There are eight national securities exchanges which are subject to Rule 12d2-2 and Form 25. Additionally, any issuer whose security is listed on a national securities exchange which seeks to remove such security from listing and registration on that exchange would be subject to the requirements of subparagraph (d) of Rule 12d2-2. Since the reporting hour burdens incurred in responding to the various requirements of Rule 12d2-2 and Form 25 are not uniform (it generally takes an exchange less time to complete Form 25, when required by subparagraph (a) of Rule 12d2-2, than it does to prepare an application under subparagraph (c) thereof, for example), the Commission staff has, for purposes of its estimation of overall burden, averaged the various reporting burdens and then weighted reporting hours by respondent group, ascribing proportionately smaller burdens (and related costs) to the exchanges, which prepare and file both Forms 25 and applications under Rule 12d2-2 in the routine course of business, while ascribing greater individual burdens (and related costs) to affected issuers, who are subject only to the application requirements of subparagraph (d) of Rule 12d2-2 (and not Form 25), though issuers becoming so subject would likely only be obligated to respond once.\4\ Finally, although the burdens of complying with Rule 12d2-2 and Form 25 are not evenly distributed among the exchanges, since there are many more securities listed on the New York Stock Exchange and the American Stock Exchange than on the other national securities exchanges, the staff has assumed, solely for the purpose of making these estimates, that the number of responses would be evenly distributed among the exchanges.

\4\ An issuer is only obliged to file an application under Rule 12d2-2 when it is voluntarily seeking to withdraw its securities from listing and registration on an exchange. The most common situation in which this occurs is when an issuer has listed its securities on multiple exchanges and then, in an effort to reduce costs and/or market fragmentation attributable to such multiple listing, elects to confine listing of securities to the exchange it deems to be the primary marketplace.

Based on information acquired in an informal survey of the exchanges and issuers obligated to respond, and based further on the staff's experience in administering related rules, the Commission staff estimates that in complying with Rule 12d2-2 and Form 25 all exchanges would incur an aggregate reporting hour burden of 350 hours.

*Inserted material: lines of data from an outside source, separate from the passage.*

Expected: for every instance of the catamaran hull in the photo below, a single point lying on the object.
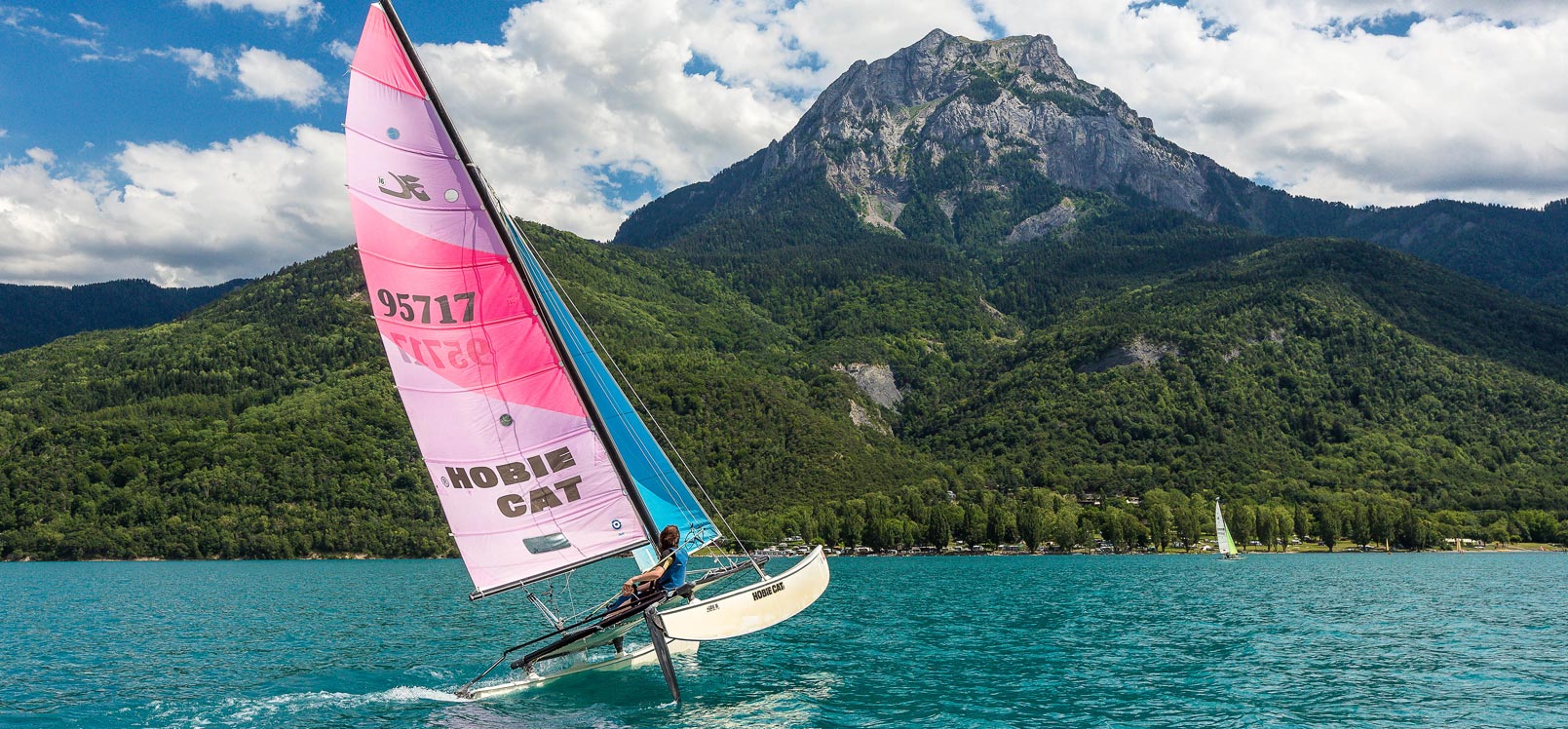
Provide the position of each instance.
(751, 607)
(633, 659)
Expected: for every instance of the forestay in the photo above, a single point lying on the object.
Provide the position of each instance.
(524, 476)
(662, 489)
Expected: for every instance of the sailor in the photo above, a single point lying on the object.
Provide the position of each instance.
(667, 574)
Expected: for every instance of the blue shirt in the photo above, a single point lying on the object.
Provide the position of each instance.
(674, 569)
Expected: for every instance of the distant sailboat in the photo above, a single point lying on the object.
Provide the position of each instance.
(540, 460)
(1223, 535)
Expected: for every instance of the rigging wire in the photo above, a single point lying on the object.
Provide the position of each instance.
(641, 404)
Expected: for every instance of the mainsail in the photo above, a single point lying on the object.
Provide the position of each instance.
(522, 463)
(1222, 532)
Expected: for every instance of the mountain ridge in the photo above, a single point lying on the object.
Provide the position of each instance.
(950, 126)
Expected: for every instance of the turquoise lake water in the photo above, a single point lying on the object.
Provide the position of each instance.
(1093, 641)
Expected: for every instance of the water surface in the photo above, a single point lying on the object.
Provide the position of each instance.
(1093, 641)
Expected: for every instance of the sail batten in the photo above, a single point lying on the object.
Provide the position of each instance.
(510, 436)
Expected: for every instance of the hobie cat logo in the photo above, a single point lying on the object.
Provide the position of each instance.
(411, 187)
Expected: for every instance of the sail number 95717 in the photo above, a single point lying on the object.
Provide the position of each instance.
(411, 306)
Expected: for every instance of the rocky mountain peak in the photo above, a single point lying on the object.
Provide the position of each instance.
(949, 118)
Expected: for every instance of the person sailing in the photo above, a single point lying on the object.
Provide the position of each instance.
(667, 574)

The Commission estimates the costs associated with these burden hours to be $20,300 in the aggregate. For issuers obligated to respond to Rule 12d2-2, the staff estimates it receives approximately 50 responses annually from issuers wishing to remove their securities from listing and registration on exchanges. Assuming an average of two reporting hours per response, the Commission estimates an aggregate annual reporting hour burden for these issuers of 100 burden hours, and a related aggregate cost of approximately $8,300.

Compliance with Rule 12d2-2 and the filing of Form 25 are mandatory. There are no recordkeeping requirements associated with Rule 12d2-2 or with Form 25. Information received in response to Rule 12d2-2 and Form 25 shall not be kept confidential; the information collected is public information.

An agency may not conduct or sponsor, and a person is not required to respond to, a collection of information unless it displays a currently valid control number.

Written comments regarding the above information should be directed to the following persons: (i) Desk Officer for the Securities and Exchange Commission, Office of Information and Regulatory Affairs, Office of Management and Budget, Room 10102, New Executive Office Building, Washington, D.C. 20503; and (ii) Michael E. Bartell, Associate Executive

[[Page 45988]]

Director, Office of Information Technology, Securities and Exchange Commission, 450 Fifth Street, N.W., Washington, D.C. 20549. Comments must be submitted to OMB within 30 days of this notice.

Dated: August 13, 1999. Margaret H. McFarland, Deputy Secretary.